Strictly defined, copyright is an owner’s exclusive right to:
reproduce the work in copies or recordings
prepare derivative works based upon the copyrighted work
distribute copies of the work - by sale, rental, lease, lending or license
perform the work publicly
display the work publicly
in the case of audio, transmit the work publicly through digital audio, which includes posting in Canvas or the Learning Portfolio
When the U.S. Congress defined copyright in Title 17 of the United States code in 1976, Congress attempted to balance a content creator’s need to subsidize their own creative efforts and the public’s need to use that work freely for scholarship, criticism or innovation. By trying to accommodate many different uses and interests, the law recognized the conflict between a content holder’s ability to determine the conditions under which their work could be used and the public’s desire to use that material freely.

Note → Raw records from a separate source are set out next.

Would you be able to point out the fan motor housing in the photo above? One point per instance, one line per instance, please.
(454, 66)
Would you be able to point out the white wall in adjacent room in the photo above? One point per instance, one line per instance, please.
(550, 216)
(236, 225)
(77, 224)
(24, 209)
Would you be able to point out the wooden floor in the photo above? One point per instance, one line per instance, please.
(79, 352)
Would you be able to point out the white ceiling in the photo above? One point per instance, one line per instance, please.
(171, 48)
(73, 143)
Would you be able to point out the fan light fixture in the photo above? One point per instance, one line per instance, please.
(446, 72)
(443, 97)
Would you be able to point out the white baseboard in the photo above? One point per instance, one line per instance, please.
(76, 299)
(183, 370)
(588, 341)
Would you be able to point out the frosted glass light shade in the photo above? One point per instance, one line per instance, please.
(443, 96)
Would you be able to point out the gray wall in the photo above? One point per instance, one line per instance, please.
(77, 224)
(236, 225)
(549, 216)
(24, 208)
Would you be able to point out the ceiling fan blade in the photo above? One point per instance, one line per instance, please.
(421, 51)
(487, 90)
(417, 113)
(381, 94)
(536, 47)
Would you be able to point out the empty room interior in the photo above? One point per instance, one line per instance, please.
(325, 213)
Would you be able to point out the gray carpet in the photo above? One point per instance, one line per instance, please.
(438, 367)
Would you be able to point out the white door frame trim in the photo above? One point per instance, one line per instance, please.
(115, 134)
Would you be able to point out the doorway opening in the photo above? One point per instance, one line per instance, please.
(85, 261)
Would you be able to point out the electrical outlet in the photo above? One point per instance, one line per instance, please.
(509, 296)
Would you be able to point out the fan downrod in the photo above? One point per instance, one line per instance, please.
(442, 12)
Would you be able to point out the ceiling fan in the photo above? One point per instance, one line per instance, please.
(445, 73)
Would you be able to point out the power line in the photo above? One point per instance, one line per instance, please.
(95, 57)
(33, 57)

Unfortunately, there are no “bright lines” or absolutes when dealing with fair use assessment. Fair use must be assessed on a case by case basis. Generalizations regarding a percentage amount that may be considered fair do not take into account the other factors used to evaluate a fair use. Decisions about whether a content owner’s rights have been “infringed upon” happen on a case by case basis. Researchers, faculty, and the staff who support them must make decisions about whether their use requires permission or can be considered "fair use."